The committee's approval included some amendments to the original bill, such as implementation by 2022 instead of the original 2020 date and a wage increase for tipped workers of $5 an hour by 2020 instead of $15 by 2025.
Mayor Stephanie Rawlings-Blake has committed to sign the wage increase into law following a council approval, which would add Baltimore to a list of cities and states setting minimum wage to the $15 bench mark. In June, Washington D.C.'s lawmakers unanimously passed a similar bill. They are the latest place to do so along with San Francisco, Seattle, New York state, and California.
Despite this national momentum toward $15 dollars an hour for low-wage workers, Ricarra Jones, a political organizer with 1199 SEIU, America's largest healthcare union, says she is "cautiously optimistic" about next week's vote.
"We are hearing from folks that are struggling every day trying to keep their head above water," Jones says. "We hope that the council has been hearing these stories. We hope they will vote to raise the minimum wage to $15 an hour."
Jones says her caution lies specifically with City Council President Bernard C. "Jack" Young.
"Even though he stood with the nursing home workers, casino workers, and teachers across this city and said he supports the $15 minimum wage, he has since changed his position," she says. "He said he wouldn't vote for anything over $11.50 and that he was tired of Baltimore being a leader with these types of issues."
The City Paper left several messages with Young's office but was unable to speak with him.
A May article in the Baltimore Business Journal article told of Young sharing a four-hour flight with Target corporation executives while they discussed the wage increase bill and the general economic welfare of Baltimore.
"They said that the $15 per hour is going to hurt the city of Baltimore. They asked me to try to figure it out. Maybe now is not the time for us to be doing this," Young told the Baltimore Business Journal.
However, Councilman Brandon Scott of District 2, a proponent of the bill, believes the opposite.
"If we pass this bill we will show a few things: It will show the city is not operating with business as usual and also being at the forefront of change," Scott says. "So many have been left behind for so long.

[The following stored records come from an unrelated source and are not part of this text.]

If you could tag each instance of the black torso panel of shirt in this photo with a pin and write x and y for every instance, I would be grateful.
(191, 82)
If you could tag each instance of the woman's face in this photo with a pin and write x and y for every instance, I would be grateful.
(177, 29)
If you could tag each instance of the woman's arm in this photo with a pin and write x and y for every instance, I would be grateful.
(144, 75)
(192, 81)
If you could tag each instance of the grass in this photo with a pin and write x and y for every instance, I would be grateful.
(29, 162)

The way that is most visible is the amount they are being paid. Baltimore can be a part of a growing groups of cities and counties across the country leading that."
In addition to Target, the lobbying firm Harris Jones & Malone (they declined to name the companies they are representing), Wendy's franchisee Davco, and representatives from the restaurant and hotel lobbies have actively opposed the minimum wage bill.
Maryland's hourly minimum is currently $8.75 as of July 1, and is already scheduled to raise incrementally once in 2017, to $9.25, and again in 2018, where it will stay at $10.10 and hour. This will leave the state's minimum wage higher than the federal minimum wage of $7.25.